Selon le journal la Provence, il est reproché au Pr RAOULT « D'avoir fait passer une étude "interventionnelleselon la loi pour une étude "observationnelle" qui ne répond pas au même cadre légal et aux mêmes autorisations. L'IHU avait bien obtenu une autorisation de l'ANSM pour mener le premier essai clinique sur l'hydroxychloroquine et l'azithromycine chez 26 patients infectés au Sras-cov 2. Autorisation qu'il n'aurait pas sollicitée pour les deux suivantes, estimant qu'elles relevaient de "l'observationnel". Ces études qui comportent officiellement moins de risque, n'ont pas besoin de recevoir l'autorisation de l'ANSM, mais seulement de celle d'un comité de protection des personnes (CPP).

De quoi parle-t-on exactement ?
Le code de la santé publique définit trois catégories de recherches impliquant la recherche humaine[2] :
1° Les recherches interventionnelles qui comportent une intervention sur la personne non justifiée par sa prise en charge habituelle.
2° Les recherches interventionnelles qui ne comportent que des risques et des contraintes minimes, dont la liste est fixée par arrêté du ministre chargé de la santé, après avis du directeur général de l'Agence nationale de sécurité du médicament et des produits de santé.
Ce type de recherche exclut les recherches portant sur un médicament à usage humain.
3° Les recherches non interventionnelles (appelées également études observationnelles) qui ne comportent aucun risque ni contrainte dans lesquelles tous les actes sont pratiqués et les produits utilisés de manière habituelle.

Cette dernière catégorie de recherche suppose donc que le médicament prescrit soit utilisé de manière conforme à l’autorisation de mise sur le marché.

La mise en œuvre des recherches interventionnelles à risques et contraintes minimes et des recherches dites observationnelles (visées au 2° et 3° de l’article) nécessite l’avis favorable du comité de protection des personnes. En revanche, l’autorisation de l’ANSM n’est pas requise.

En revanche, les recherches interventionnelles relevant de la première catégorie ne peuvent être mises en œuvre sans l’autorisation de l’ANSM et l’avis favorable du CPP[3].

Il reviendra au parquet de Marseille, s’agissant des essais cliniques réalisés par l’IHU, et à l’ANSM, de déterminer si les études litigieuses impliquent ou non la personne humaine et dans quel cadre elles s’inscrivent.
La mise en œuvre illégale de protocoles de recherche expose les médecins concernés à une double sanction :
  • disciplinaire, sur le fondement de l’article R.4127-15 du CSP au terme duquel « Le médecin ne peut participer à des recherches biomédicales sur les personnes que dans les conditions prévues par la loi ; il doit s'assurer de la régularité et de la pertinence de ces recherches ainsi que de l'objectivité de leurs conclusions »
  • pénale, sur le fondement de l’article L.1126-5 du code de la santé publique, lequel sanctionne en particulier « le fait de pratiquer ou de faire pratiquer une recherche impliquant la personne humaine d'un an d'emprisonnement et de 15 000 euros d'amende » sans avoir obtenu, selon la catégorie de recherche, l’avis du CPP et l’autorisation de l’ANSM (sanction qui peut viser à la fois l’investigateur et le promoteur de la recherche).

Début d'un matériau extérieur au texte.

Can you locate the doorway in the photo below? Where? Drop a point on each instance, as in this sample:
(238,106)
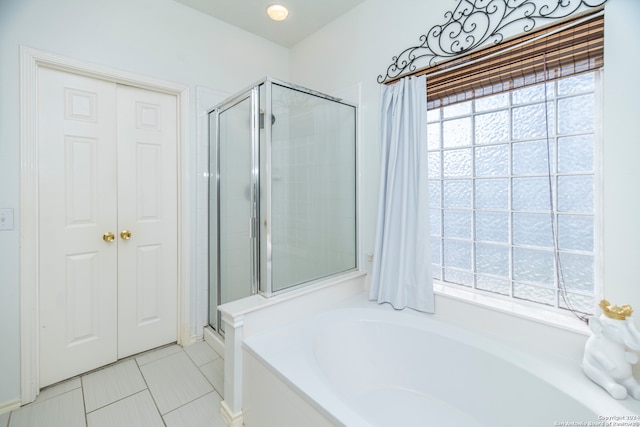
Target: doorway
(107,220)
(33,62)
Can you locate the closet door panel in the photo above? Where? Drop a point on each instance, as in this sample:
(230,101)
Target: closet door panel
(77,206)
(147,220)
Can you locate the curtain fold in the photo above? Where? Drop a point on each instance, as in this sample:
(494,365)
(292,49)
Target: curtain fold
(402,258)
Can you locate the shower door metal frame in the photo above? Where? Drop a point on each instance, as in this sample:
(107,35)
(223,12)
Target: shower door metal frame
(253,95)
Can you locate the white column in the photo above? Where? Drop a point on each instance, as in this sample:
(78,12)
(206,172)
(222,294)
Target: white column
(231,406)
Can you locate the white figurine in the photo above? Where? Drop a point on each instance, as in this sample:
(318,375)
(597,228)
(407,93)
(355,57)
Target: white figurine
(606,361)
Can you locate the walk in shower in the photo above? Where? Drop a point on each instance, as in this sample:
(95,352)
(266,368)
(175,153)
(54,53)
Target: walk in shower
(282,193)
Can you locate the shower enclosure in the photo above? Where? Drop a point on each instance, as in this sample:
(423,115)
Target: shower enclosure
(282,198)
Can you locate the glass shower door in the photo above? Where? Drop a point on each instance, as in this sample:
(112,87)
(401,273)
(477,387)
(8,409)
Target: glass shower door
(233,214)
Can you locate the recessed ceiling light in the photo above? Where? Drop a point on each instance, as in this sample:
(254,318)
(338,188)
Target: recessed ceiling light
(277,12)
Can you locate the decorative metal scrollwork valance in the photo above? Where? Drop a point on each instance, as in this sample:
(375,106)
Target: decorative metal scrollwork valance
(476,23)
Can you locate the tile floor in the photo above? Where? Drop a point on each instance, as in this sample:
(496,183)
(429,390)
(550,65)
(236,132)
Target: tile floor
(167,387)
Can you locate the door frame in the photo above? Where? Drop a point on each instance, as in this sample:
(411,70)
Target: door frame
(30,61)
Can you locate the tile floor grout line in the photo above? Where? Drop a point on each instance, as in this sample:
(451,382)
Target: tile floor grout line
(153,399)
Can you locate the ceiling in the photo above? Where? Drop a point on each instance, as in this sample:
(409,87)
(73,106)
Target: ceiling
(305,16)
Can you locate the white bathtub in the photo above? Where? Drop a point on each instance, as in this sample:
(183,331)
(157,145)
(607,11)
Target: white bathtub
(368,365)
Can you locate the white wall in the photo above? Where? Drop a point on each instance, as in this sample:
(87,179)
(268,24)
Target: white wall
(157,38)
(359,46)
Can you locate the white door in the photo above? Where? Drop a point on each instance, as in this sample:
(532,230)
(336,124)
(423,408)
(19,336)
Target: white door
(107,164)
(147,209)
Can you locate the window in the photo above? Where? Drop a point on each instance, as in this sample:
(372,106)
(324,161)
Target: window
(512,186)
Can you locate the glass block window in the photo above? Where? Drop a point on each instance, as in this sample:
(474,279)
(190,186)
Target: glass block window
(512,191)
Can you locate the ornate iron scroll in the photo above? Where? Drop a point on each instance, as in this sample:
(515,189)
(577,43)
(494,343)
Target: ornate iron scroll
(477,22)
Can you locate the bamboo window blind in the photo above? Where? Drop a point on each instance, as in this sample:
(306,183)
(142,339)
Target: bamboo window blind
(552,53)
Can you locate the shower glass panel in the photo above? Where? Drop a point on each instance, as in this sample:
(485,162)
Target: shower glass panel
(282,199)
(313,191)
(231,253)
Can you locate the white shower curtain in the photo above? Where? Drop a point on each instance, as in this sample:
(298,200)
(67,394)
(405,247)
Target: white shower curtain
(402,258)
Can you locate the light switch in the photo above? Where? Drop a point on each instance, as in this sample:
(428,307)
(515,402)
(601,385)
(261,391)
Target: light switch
(6,219)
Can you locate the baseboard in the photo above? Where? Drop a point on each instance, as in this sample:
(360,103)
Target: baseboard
(214,340)
(9,406)
(232,420)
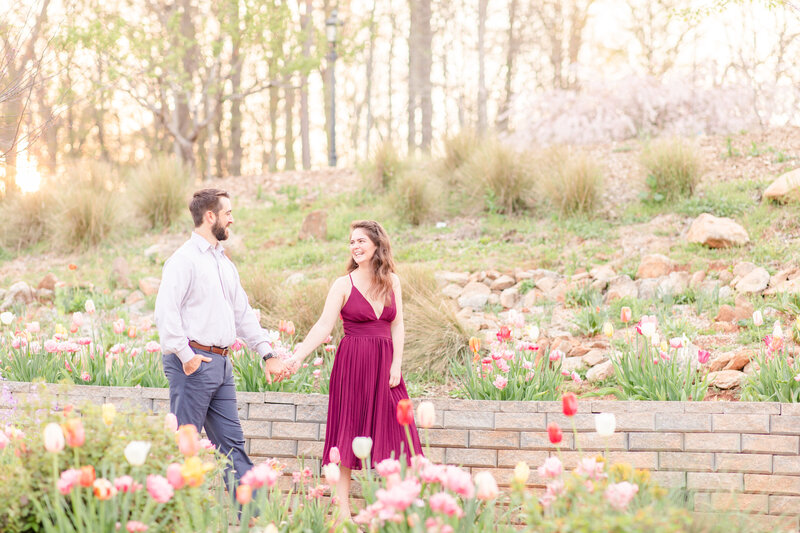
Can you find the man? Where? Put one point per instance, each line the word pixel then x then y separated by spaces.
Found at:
pixel 201 309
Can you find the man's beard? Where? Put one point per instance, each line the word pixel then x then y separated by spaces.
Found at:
pixel 218 230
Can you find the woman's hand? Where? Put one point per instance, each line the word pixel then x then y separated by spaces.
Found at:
pixel 394 375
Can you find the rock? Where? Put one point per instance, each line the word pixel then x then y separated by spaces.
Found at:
pixel 295 278
pixel 474 294
pixel 509 297
pixel 753 282
pixel 716 232
pixel 697 278
pixel 452 290
pixel 594 357
pixel 457 278
pixel 120 273
pixel 654 266
pixel 784 187
pixel 726 313
pixel 149 286
pixel 45 295
pixel 726 379
pixel 739 360
pixel 675 283
pixel 743 268
pixel 134 297
pixel 20 292
pixel 315 226
pixel 600 372
pixel 503 282
pixel 48 282
pixel 571 364
pixel 621 287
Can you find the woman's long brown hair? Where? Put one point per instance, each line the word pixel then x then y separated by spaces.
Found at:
pixel 382 262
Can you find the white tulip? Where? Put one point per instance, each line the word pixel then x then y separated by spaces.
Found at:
pixel 362 446
pixel 605 423
pixel 136 452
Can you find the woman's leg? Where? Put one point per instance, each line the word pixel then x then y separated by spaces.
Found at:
pixel 343 494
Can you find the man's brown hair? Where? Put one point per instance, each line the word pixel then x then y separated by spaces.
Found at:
pixel 205 200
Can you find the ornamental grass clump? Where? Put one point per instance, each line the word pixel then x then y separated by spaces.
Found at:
pixel 778 375
pixel 512 368
pixel 648 368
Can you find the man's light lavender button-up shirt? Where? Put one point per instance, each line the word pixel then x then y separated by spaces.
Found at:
pixel 201 299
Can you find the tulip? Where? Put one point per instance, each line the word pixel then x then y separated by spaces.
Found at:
pixel 362 446
pixel 426 415
pixel 405 412
pixel 605 423
pixel 136 452
pixel 521 472
pixel 332 473
pixel 53 438
pixel 103 489
pixel 486 486
pixel 334 455
pixel 74 433
pixel 554 433
pixel 109 411
pixel 170 423
pixel 244 494
pixel 87 476
pixel 475 344
pixel 569 404
pixel 188 440
pixel 777 332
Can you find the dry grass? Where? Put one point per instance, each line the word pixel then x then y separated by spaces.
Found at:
pixel 673 168
pixel 434 334
pixel 160 189
pixel 571 181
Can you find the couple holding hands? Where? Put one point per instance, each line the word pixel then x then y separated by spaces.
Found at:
pixel 201 309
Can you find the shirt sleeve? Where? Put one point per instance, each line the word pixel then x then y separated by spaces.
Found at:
pixel 175 280
pixel 247 326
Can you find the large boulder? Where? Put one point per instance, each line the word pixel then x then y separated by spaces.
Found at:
pixel 784 187
pixel 716 232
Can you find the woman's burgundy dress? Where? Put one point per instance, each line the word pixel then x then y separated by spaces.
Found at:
pixel 360 402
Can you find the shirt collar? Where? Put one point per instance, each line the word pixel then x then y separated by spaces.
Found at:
pixel 203 245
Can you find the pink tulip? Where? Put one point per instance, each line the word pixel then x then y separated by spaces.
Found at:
pixel 174 476
pixel 334 455
pixel 159 488
pixel 619 495
pixel 486 486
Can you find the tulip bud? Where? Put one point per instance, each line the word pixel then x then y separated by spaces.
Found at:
pixel 426 415
pixel 362 446
pixel 54 440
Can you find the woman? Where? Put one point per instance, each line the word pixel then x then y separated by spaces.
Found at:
pixel 366 382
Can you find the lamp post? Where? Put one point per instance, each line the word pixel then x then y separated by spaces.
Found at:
pixel 330 32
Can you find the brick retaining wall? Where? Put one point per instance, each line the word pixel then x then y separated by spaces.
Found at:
pixel 738 454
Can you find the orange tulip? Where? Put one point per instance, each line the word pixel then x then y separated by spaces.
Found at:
pixel 188 440
pixel 405 412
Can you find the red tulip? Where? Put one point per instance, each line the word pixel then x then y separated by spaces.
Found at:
pixel 569 404
pixel 554 433
pixel 405 412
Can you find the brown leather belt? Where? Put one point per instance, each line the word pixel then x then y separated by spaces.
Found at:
pixel 213 349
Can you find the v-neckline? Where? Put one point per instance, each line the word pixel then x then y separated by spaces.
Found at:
pixel 377 316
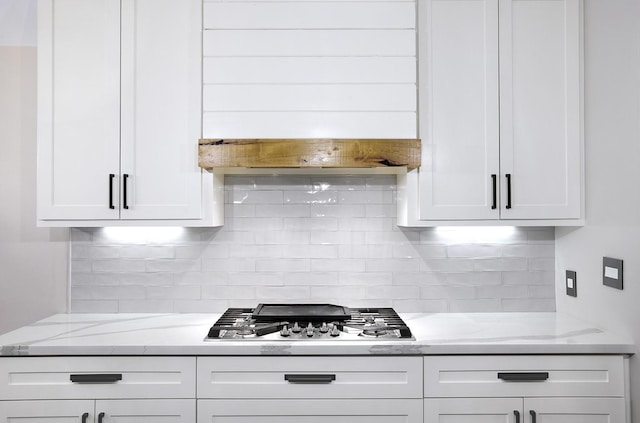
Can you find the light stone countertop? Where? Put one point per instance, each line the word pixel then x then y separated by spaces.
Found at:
pixel 184 334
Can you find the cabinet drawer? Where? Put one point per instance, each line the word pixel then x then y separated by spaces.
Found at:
pixel 309 377
pixel 518 376
pixel 97 377
pixel 311 411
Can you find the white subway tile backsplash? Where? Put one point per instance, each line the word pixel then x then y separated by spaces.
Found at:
pixel 82 306
pixel 499 264
pixel 392 265
pixel 366 224
pixel 313 239
pixel 177 265
pixel 294 224
pixel 335 210
pixel 255 278
pixel 310 251
pixel 284 210
pixel 128 266
pixel 202 306
pixel 212 292
pixel 338 265
pixel 448 292
pixel 365 278
pixel 229 265
pixel 310 278
pixel 422 306
pixel 283 265
pixel 145 306
pixel 315 196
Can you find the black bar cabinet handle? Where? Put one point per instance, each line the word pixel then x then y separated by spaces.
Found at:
pixel 96 378
pixel 312 378
pixel 494 182
pixel 508 176
pixel 125 203
pixel 524 377
pixel 111 177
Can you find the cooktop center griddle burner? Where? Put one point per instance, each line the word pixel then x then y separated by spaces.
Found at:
pixel 309 322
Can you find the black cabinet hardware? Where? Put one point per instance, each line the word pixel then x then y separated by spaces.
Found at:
pixel 111 177
pixel 508 176
pixel 524 377
pixel 96 378
pixel 494 182
pixel 125 203
pixel 312 378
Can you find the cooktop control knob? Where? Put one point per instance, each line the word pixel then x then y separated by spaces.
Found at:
pixel 285 331
pixel 310 330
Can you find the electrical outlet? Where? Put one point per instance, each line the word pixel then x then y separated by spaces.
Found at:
pixel 571 280
pixel 612 272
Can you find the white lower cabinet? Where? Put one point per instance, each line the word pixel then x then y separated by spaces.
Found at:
pixel 97 389
pixel 333 389
pixel 521 410
pixel 525 389
pixel 310 411
pixel 101 411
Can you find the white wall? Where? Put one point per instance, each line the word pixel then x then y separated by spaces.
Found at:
pixel 33 261
pixel 612 137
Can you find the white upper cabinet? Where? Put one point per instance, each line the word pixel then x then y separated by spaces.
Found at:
pixel 78 108
pixel 540 137
pixel 500 111
pixel 119 112
pixel 459 108
pixel 161 113
pixel 309 69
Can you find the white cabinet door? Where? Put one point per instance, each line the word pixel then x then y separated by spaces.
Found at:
pixel 78 108
pixel 473 410
pixel 161 112
pixel 540 108
pixel 459 109
pixel 147 411
pixel 310 411
pixel 47 411
pixel 575 410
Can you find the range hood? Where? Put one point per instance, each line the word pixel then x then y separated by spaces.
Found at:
pixel 233 155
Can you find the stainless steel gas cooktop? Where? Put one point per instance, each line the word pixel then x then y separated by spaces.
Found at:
pixel 293 322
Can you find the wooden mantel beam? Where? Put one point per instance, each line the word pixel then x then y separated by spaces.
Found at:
pixel 305 153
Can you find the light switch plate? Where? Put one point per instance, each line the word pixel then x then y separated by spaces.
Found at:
pixel 571 280
pixel 612 272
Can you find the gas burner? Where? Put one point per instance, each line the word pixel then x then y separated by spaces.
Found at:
pixel 314 322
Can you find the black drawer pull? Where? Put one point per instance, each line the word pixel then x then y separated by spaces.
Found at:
pixel 96 378
pixel 304 378
pixel 508 175
pixel 125 202
pixel 111 176
pixel 494 195
pixel 524 377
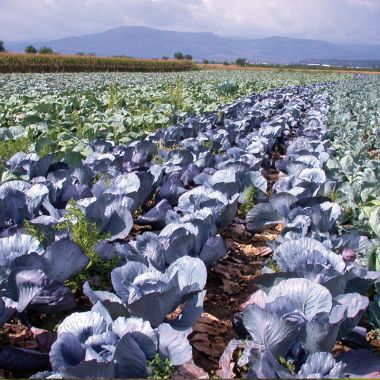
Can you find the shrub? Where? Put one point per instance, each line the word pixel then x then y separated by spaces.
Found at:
pixel 46 50
pixel 30 49
pixel 241 62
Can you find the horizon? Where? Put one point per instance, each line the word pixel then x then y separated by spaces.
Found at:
pixel 339 21
pixel 39 40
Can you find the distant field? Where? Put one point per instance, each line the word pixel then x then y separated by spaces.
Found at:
pixel 36 63
pixel 219 66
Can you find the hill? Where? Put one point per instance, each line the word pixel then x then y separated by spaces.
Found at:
pixel 152 43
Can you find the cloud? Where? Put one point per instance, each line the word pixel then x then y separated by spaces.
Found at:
pixel 355 21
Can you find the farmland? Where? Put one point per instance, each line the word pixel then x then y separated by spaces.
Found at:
pixel 203 224
pixel 53 63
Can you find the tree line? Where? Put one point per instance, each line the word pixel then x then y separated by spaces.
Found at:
pixel 30 49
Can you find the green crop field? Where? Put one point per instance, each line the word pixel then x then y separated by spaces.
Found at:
pixel 202 223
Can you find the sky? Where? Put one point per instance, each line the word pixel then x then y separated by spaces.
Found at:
pixel 343 21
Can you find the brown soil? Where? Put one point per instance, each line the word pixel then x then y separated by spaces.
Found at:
pixel 218 66
pixel 229 285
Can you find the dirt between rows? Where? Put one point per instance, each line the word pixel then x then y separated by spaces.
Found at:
pixel 229 285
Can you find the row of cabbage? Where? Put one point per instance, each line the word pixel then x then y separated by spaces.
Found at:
pixel 313 292
pixel 207 163
pixel 354 122
pixel 63 113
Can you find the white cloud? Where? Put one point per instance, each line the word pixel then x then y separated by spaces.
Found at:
pixel 334 20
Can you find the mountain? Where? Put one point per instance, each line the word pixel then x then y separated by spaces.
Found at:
pixel 136 41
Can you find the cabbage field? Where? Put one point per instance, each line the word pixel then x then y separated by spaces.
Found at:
pixel 199 224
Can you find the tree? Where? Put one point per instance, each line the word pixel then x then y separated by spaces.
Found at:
pixel 241 62
pixel 46 50
pixel 30 49
pixel 178 55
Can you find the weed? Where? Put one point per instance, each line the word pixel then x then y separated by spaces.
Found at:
pixel 250 200
pixel 10 147
pixel 289 364
pixel 176 97
pixel 87 235
pixel 273 265
pixel 32 230
pixel 113 96
pixel 162 368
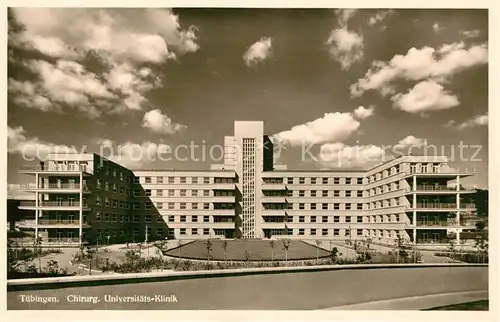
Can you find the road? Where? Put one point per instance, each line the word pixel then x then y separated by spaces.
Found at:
pixel 287 291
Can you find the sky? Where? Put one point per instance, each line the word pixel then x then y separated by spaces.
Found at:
pixel 336 89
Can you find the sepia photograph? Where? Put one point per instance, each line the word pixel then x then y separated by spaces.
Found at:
pixel 203 158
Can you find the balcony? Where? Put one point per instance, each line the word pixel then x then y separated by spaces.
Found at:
pixel 443 206
pixel 273 212
pixel 64 187
pixel 273 186
pixel 51 205
pixel 56 170
pixel 436 189
pixel 56 223
pixel 273 199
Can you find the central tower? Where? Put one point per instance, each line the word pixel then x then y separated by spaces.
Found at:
pixel 248 151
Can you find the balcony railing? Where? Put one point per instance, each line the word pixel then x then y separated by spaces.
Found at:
pixel 56 169
pixel 444 205
pixel 31 203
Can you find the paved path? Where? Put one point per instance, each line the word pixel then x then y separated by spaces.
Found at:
pixel 285 291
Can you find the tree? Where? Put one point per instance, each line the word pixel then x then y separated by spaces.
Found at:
pixel 286 246
pixel 272 244
pixel 318 244
pixel 224 246
pixel 208 246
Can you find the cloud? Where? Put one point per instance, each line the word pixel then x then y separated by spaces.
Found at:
pixel 345 46
pixel 258 52
pixel 331 127
pixel 344 15
pixel 423 97
pixel 478 120
pixel 134 155
pixel 411 141
pixel 126 43
pixel 380 16
pixel 362 112
pixel 471 33
pixel 339 155
pixel 32 147
pixel 420 64
pixel 160 123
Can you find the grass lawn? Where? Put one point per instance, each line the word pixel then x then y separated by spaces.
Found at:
pixel 470 306
pixel 256 249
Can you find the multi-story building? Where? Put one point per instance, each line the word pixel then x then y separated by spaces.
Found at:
pixel 417 198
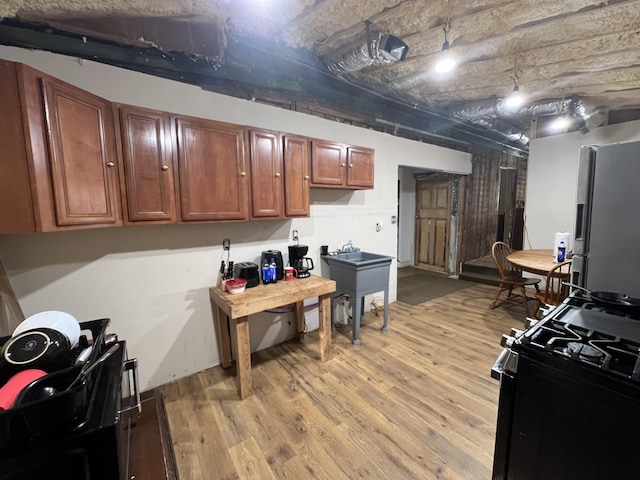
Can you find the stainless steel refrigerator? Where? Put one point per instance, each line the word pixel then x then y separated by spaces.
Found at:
pixel 607 232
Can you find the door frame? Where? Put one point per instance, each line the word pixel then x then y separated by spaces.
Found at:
pixel 453 220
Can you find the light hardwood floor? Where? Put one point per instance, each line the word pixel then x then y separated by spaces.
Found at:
pixel 415 403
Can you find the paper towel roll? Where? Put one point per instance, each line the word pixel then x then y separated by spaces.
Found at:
pixel 557 238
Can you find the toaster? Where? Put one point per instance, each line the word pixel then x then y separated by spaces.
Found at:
pixel 249 271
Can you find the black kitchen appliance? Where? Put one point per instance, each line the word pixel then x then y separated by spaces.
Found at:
pixel 249 271
pixel 277 257
pixel 77 433
pixel 297 260
pixel 569 403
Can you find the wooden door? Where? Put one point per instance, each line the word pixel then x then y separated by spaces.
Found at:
pixel 212 170
pixel 266 174
pixel 433 211
pixel 359 167
pixel 83 155
pixel 147 176
pixel 327 164
pixel 296 176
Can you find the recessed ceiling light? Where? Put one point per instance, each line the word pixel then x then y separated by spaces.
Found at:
pixel 559 123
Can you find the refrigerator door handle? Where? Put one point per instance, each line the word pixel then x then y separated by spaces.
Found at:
pixel 580 219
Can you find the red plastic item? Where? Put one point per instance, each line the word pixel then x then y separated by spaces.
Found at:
pixel 15 384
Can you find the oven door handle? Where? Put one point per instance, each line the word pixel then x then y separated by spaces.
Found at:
pixel 131 369
pixel 499 366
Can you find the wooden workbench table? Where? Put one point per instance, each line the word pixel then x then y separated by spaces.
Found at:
pixel 236 309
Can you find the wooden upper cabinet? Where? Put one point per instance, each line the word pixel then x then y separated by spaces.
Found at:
pixel 360 167
pixel 147 177
pixel 212 170
pixel 266 174
pixel 83 156
pixel 327 164
pixel 335 165
pixel 296 175
pixel 60 166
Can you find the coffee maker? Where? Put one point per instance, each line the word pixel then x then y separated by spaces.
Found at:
pixel 297 260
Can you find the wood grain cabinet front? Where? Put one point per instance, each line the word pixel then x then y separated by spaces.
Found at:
pixel 267 196
pixel 297 164
pixel 335 165
pixel 213 175
pixel 279 175
pixel 61 171
pixel 147 179
pixel 360 167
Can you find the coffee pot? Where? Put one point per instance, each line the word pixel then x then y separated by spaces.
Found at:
pixel 297 260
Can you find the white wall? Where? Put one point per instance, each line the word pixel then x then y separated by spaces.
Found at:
pixel 552 179
pixel 152 281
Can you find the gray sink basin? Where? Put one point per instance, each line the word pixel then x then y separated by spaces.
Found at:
pixel 358 258
pixel 358 274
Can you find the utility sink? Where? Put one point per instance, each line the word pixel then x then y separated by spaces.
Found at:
pixel 358 274
pixel 358 258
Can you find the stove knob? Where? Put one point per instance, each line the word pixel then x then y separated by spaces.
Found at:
pixel 516 332
pixel 530 322
pixel 506 341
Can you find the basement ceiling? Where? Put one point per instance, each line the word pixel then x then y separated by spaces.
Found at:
pixel 578 57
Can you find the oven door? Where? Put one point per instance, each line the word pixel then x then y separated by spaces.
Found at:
pixel 562 420
pixel 88 453
pixel 504 370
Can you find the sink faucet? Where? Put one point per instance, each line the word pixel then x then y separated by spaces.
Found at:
pixel 347 247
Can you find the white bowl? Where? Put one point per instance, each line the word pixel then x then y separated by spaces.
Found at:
pixel 60 321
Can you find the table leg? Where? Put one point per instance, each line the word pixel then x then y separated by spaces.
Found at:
pixel 300 319
pixel 324 313
pixel 243 361
pixel 224 339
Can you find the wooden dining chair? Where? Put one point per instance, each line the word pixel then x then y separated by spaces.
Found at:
pixel 555 291
pixel 511 278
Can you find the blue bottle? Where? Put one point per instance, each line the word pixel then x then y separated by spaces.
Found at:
pixel 562 252
pixel 273 271
pixel 266 273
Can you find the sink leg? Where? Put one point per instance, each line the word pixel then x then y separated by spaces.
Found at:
pixel 355 320
pixel 333 311
pixel 385 328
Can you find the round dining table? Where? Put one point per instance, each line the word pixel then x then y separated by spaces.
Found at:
pixel 539 262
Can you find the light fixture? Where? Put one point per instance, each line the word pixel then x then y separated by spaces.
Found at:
pixel 446 62
pixel 560 123
pixel 515 99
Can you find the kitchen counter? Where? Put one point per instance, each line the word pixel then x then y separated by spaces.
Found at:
pixel 236 309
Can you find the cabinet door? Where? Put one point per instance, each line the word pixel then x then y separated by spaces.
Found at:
pixel 148 168
pixel 296 176
pixel 212 177
pixel 327 164
pixel 359 167
pixel 266 175
pixel 83 155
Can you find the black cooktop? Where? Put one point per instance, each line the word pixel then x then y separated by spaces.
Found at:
pixel 605 340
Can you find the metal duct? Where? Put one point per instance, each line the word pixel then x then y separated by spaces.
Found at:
pixel 492 115
pixel 373 51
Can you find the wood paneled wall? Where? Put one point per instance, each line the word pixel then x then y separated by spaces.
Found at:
pixel 481 196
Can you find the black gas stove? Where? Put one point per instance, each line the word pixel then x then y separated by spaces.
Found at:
pixel 584 332
pixel 570 396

Me HUET conseil et défend de manière régulière établissements de santé et professionnels de santé sur les problématiques liées au droit de la santé. Elle accompagne les médecins dans tous les litiges mettant en cause leur responsabilité devant tout type de juridiction.



[1] La prescription et l’utilisation de l’hydroxychloroquine, commercialisée sous le nom de Plaquenil, dans le cadre du traitement des patients atteints du covid-19 était réservée à un usage hospitalier pour le traitement de formes sévères de l’infection, après mise en œuvre d’une procédure collégiale et dans le respect des recommandations du HCSP (révisées le 24 mai 2020) et du protocole d’utilisation thérapeutique publié par l’ANSM du 30 mars 2020.